The National Poison Control Center says that while black widow bites are dangerous, especially to young children and the elderly, rarely are they fatal.
“These spiders like dark, undisturbed areas. You might find them in stacks of wood, brush piles, corners of garages and sheds, under flowerpots, inside gardening gloves and boots, and other sheltered places. Black widow spiders won’t come after you. But if they feel threatened, they will bite.”
A bite from a black widow can cause muscle cramps, severe abdominal pain, and weakness.
The Poison Control Center says that if you are bitten by a black widow to wash the area well with soap and water, if there is no pain or if the pain is mild, there is no need to seek special treatment.

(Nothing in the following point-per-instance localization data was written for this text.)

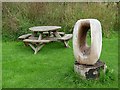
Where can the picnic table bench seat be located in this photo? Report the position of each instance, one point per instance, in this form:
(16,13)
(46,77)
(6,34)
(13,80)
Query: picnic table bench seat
(65,37)
(22,37)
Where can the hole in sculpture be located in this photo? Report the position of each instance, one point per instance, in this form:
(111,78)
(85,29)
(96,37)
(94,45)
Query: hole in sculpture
(84,38)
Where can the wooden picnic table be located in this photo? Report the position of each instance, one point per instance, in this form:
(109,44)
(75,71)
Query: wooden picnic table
(44,34)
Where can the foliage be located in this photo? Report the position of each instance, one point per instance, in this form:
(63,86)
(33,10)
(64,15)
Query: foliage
(18,16)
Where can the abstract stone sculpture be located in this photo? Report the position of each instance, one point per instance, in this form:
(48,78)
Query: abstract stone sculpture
(82,52)
(87,61)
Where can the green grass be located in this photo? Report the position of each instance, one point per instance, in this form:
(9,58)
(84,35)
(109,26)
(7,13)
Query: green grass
(52,67)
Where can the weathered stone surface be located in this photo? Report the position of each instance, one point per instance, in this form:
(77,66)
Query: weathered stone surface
(89,71)
(83,53)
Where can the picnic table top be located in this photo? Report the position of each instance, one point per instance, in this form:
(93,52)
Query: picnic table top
(44,28)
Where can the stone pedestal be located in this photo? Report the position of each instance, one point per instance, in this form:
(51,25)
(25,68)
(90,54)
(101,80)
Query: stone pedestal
(90,71)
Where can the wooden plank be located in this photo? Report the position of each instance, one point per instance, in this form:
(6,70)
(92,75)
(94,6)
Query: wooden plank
(61,33)
(38,48)
(24,36)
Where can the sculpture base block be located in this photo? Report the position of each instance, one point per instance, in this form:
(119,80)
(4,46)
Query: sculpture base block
(90,71)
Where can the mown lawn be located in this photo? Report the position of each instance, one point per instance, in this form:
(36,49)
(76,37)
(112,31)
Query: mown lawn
(52,67)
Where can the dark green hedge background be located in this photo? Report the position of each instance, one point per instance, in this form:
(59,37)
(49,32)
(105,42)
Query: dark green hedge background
(17,17)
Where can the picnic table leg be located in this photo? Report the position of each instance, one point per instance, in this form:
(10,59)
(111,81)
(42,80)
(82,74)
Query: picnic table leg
(66,44)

Black Widows like dark and undisturbed areas which means that most of the time that they interact with humans it can be when people are out working in their garages, gardens or basements.
“Because black widow spiders hide, you might not see them even if they’re close by. Protect yourself in areas where they might live,” Clinical Toxicologist, Rose Ann Gould Soloway says. Some of the tips she has for avoiding a bite from a black widow are:
- Shake out your gardening gloves before putting them on. Shake out boots or shoes that you’ve stored in garages, basements, or sheds before putting them on.
- Always wear gloves when moving wood, reaching into wood piles, handling mulch, grabbing empty flower pots, etc.
- If you’ll be working in a garage or shed, or under a porch or deck, wear a hat to protect your head.
If someone is bitten by a black widow spider, the national number to contact Poison Control is 1-800-222-1222.